Can someone show me how to do this past paper question please.
The magnitude of the force on a current-carrying conductor in a magnetic field is directly proportional to the magnitude of the current in the conductor.
a.) Describe how you could demonstrate this in a school lab.
At a certain point on the earth's surface the horizontal component of the earth's magnetic field is 1.8x10^(-5) T. A straight piece of conducting wire 2m long, of mass 1.5g lies on a horizontal wooden bench in an east-west direction. When a very large current flows momentarily in the wire, its just sufficient to cause the wire to lift up off the surface of the bench.
b.) Calculate the value of the current and state its direction. c.) What other noticeable effect will this current produce?
Can someone show me how to do this past paper question please.
The magnitude of the force on a current-carrying conductor in a magnetic field is directly proportional to the magnitude of the current in the conductor.
a.) Describe how you could demonstrate this in a school lab.
a) the answer should include a diagram: in that case you dont need to descirbe the arrangement of the appratus.
A diagram showing a metal rod clamped & connected to an ammeter (10A d.c) & variable d.c. power supply by connecting wires. There is magnadur/horseshoe magnets in between the rod (or some part of the rod) & the magnet is placed on an electronic balance. (The diagram & the details of this experiment can be found in any good physics book) Initially the magnet is placed on the balance & the balance is set to read zero (allowing the weight of the magnet) to determine the force on the rod. The power supply is switched on & a particular steady current (say 2 A) is passed through the rod. The value of the force is noted from the balance. The current is increased in steps upto a maximum of 10 A (using a rheostat) & the corresponding values of forces noted. A graph of force F against current I is plotted. The graph is a straight line through the origin verifying F is directly proportional to I for a constant magnetic field B.

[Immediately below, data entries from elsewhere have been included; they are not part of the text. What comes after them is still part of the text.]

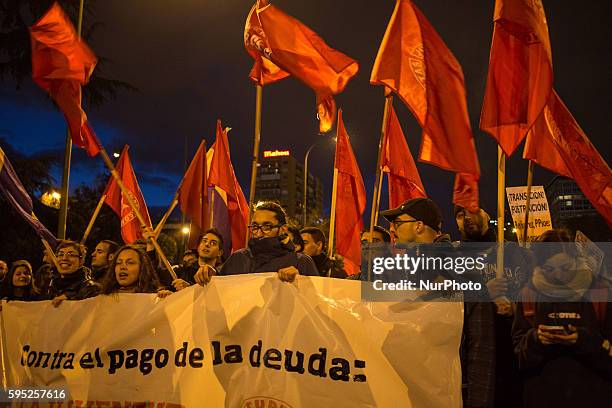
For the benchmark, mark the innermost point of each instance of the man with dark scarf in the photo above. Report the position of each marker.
(269, 249)
(315, 247)
(73, 280)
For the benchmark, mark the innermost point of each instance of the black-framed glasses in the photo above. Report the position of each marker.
(398, 223)
(265, 228)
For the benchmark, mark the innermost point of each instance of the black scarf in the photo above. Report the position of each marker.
(265, 250)
(323, 263)
(63, 282)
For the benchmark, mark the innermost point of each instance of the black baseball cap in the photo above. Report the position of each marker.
(421, 209)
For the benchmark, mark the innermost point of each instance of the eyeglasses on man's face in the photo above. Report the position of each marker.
(265, 228)
(67, 255)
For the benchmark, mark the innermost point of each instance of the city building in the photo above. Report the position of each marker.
(280, 177)
(566, 201)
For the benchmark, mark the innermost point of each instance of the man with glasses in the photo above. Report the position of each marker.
(419, 221)
(73, 280)
(269, 249)
(210, 252)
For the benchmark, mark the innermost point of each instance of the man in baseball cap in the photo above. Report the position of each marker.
(417, 220)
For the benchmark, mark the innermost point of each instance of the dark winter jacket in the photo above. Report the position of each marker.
(267, 255)
(564, 375)
(328, 267)
(76, 286)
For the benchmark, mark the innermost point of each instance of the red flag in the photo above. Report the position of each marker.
(350, 202)
(130, 226)
(403, 176)
(520, 72)
(193, 195)
(414, 62)
(222, 176)
(61, 64)
(283, 46)
(558, 143)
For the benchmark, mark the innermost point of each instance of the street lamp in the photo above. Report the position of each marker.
(304, 198)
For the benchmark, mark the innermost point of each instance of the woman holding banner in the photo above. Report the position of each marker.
(130, 271)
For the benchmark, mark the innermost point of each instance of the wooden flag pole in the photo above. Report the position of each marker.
(160, 224)
(134, 206)
(378, 182)
(256, 139)
(501, 204)
(51, 254)
(529, 183)
(332, 218)
(211, 208)
(65, 190)
(93, 218)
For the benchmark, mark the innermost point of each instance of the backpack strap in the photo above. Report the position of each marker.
(528, 300)
(599, 295)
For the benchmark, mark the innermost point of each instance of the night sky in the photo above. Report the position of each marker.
(188, 61)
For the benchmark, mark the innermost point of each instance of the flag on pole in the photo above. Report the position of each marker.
(61, 64)
(520, 78)
(557, 143)
(402, 174)
(222, 176)
(193, 195)
(16, 195)
(350, 202)
(131, 229)
(283, 46)
(414, 62)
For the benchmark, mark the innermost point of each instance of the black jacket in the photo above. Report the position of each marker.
(76, 286)
(559, 375)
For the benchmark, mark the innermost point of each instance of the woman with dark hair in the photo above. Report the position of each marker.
(130, 271)
(18, 284)
(562, 329)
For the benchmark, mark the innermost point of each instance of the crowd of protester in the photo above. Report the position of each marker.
(513, 352)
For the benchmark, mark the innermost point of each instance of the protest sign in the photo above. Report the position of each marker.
(539, 213)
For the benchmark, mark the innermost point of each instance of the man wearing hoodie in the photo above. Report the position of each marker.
(269, 249)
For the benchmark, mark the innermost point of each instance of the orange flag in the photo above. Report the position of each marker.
(557, 143)
(520, 72)
(414, 62)
(403, 176)
(61, 64)
(222, 175)
(283, 46)
(350, 202)
(193, 195)
(130, 226)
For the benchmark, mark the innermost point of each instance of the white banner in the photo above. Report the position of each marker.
(248, 341)
(539, 214)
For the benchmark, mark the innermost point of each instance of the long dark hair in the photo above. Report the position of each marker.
(30, 291)
(148, 282)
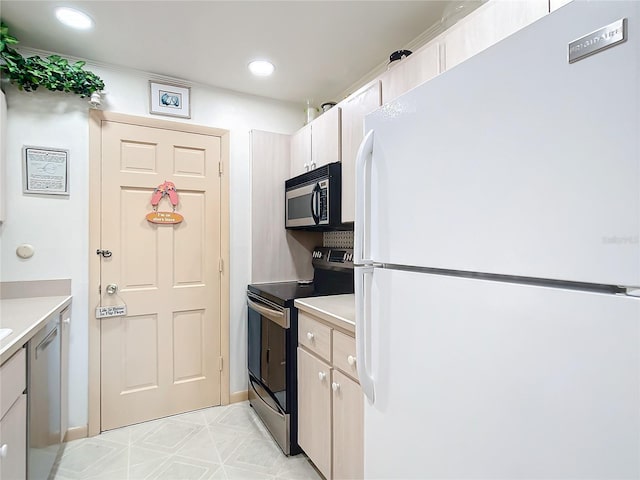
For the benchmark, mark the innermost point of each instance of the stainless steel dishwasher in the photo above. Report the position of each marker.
(43, 398)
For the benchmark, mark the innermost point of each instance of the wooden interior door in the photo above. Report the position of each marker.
(163, 357)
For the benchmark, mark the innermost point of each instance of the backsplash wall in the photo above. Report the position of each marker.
(339, 239)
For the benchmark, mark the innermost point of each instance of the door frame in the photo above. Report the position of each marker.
(96, 119)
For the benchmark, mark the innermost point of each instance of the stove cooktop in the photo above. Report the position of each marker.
(332, 275)
(284, 293)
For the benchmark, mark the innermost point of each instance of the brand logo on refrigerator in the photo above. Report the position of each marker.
(595, 42)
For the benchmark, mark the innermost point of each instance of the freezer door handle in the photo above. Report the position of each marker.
(363, 199)
(363, 277)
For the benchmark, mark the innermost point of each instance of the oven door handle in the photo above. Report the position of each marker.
(281, 318)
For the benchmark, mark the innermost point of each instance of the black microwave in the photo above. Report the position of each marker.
(313, 200)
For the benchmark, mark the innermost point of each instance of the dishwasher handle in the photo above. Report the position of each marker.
(46, 341)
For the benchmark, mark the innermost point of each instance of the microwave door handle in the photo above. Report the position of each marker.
(314, 202)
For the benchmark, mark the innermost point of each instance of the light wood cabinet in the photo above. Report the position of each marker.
(330, 400)
(417, 68)
(314, 410)
(326, 138)
(301, 151)
(487, 25)
(317, 143)
(13, 418)
(348, 427)
(354, 109)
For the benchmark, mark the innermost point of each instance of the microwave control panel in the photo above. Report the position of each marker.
(332, 257)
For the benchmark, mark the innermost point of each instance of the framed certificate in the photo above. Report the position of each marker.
(45, 170)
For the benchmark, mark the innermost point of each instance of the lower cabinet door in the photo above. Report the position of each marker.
(314, 410)
(348, 428)
(13, 441)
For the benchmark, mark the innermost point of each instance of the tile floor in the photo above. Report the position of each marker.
(227, 442)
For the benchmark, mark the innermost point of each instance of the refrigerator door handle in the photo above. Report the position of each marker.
(363, 277)
(363, 200)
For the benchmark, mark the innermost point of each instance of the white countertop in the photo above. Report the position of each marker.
(340, 310)
(25, 316)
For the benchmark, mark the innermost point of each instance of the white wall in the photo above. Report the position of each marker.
(58, 226)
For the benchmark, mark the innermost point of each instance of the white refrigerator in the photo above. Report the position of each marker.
(498, 261)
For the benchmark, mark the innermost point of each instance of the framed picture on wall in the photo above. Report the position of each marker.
(45, 170)
(171, 100)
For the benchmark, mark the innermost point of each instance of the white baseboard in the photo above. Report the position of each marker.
(75, 433)
(237, 397)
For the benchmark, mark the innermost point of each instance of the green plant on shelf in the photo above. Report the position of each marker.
(53, 72)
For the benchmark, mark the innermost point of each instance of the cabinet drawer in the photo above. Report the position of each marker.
(13, 379)
(344, 353)
(314, 336)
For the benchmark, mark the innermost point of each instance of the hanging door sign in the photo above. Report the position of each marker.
(167, 189)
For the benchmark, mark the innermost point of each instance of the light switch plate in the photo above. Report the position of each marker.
(25, 250)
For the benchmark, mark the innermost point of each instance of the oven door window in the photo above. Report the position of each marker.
(267, 357)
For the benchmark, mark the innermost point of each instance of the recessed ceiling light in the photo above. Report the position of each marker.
(261, 68)
(74, 18)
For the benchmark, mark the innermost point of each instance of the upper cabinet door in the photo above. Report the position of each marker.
(325, 138)
(489, 24)
(354, 109)
(301, 151)
(410, 72)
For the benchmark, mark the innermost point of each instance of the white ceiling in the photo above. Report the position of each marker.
(320, 48)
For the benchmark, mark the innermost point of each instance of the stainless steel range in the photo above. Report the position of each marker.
(273, 338)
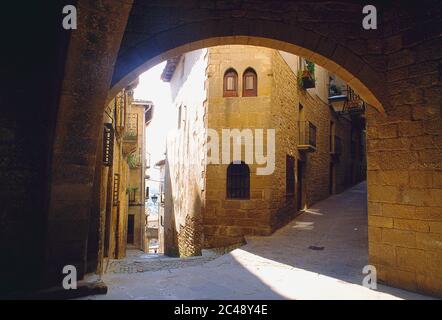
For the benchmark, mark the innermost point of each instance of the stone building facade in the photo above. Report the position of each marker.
(122, 196)
(199, 211)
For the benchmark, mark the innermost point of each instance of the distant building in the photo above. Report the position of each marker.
(319, 150)
(123, 173)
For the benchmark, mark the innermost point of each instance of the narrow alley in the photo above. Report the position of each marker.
(319, 255)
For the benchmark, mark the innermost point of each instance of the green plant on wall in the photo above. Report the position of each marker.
(130, 135)
(310, 68)
(132, 161)
(131, 192)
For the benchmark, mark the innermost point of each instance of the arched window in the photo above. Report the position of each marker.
(238, 181)
(250, 83)
(230, 83)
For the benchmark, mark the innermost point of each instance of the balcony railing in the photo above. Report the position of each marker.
(307, 136)
(345, 100)
(130, 136)
(336, 147)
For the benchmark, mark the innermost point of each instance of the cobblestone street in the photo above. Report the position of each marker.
(138, 262)
(319, 255)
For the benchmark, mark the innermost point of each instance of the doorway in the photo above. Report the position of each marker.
(130, 229)
(331, 181)
(299, 186)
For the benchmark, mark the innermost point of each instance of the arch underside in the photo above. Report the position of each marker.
(137, 55)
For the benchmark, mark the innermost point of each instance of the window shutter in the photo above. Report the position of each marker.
(116, 194)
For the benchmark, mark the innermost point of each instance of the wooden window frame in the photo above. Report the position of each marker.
(290, 175)
(230, 93)
(250, 92)
(238, 181)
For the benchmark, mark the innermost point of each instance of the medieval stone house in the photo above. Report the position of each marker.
(122, 186)
(318, 151)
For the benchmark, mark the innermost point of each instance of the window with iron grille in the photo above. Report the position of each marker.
(312, 134)
(108, 144)
(250, 83)
(238, 181)
(290, 175)
(116, 193)
(230, 83)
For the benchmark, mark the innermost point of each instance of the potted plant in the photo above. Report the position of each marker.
(306, 76)
(133, 161)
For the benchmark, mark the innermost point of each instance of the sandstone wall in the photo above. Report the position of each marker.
(185, 157)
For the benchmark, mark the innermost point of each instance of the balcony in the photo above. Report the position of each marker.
(130, 136)
(307, 136)
(306, 75)
(335, 148)
(345, 101)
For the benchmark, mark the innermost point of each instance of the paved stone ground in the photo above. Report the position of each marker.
(319, 255)
(137, 262)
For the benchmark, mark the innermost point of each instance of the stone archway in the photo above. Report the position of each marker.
(329, 34)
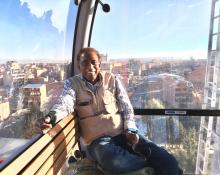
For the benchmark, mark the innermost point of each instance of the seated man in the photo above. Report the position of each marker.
(106, 120)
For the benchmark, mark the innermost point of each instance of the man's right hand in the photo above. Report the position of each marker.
(43, 124)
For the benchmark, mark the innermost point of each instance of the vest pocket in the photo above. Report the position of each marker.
(110, 102)
(84, 108)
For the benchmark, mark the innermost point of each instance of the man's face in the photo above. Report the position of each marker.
(89, 66)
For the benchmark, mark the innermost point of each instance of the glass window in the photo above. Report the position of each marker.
(35, 54)
(158, 48)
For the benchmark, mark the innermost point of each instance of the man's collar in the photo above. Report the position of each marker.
(85, 80)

(the answer would secure 4-6 marks & I strongly suggest you include a labelled diagram instead of describing how the apparatus has been arranged)
At a certain point on the earth's surface the horizontal component of the earth's magnetic field is 1.8x10^(-5) T. A straight piece of conducting wire 2m long, of mass 1.5g lies on a horizontal wooden bench in an east-west direction. When a very large current flows momentarily in the wire, its just sufficient to cause the wire to lift up off the surface of the bench.
b.) Calculate the value of the current and state its direction. c.) What other noticeable effect will this current produce?
b)for the wire to be just lifted up, weight of the rod W=force on the rod m x g = B x I x l I= (m x g)/ (B x l) = [(1.5/1000)kg x 9.81 N/kg] / [(1.8 x 10^-5 T) x 2 m] = 408.75 A=410 A (2 s.f.) Direction: applying Fleming's left hand rule, (with F up), current is flowing horizontally from east to west. c)not sure about it but here's the possible ans: the connecting wires would burn/melt due to such large current. (this seems to be a noticeable effect for sure!)
Hey guys, regarding the direction of current in the second part of the question, do you assume the direction of the earth's horizontal magnetic field is from north to south?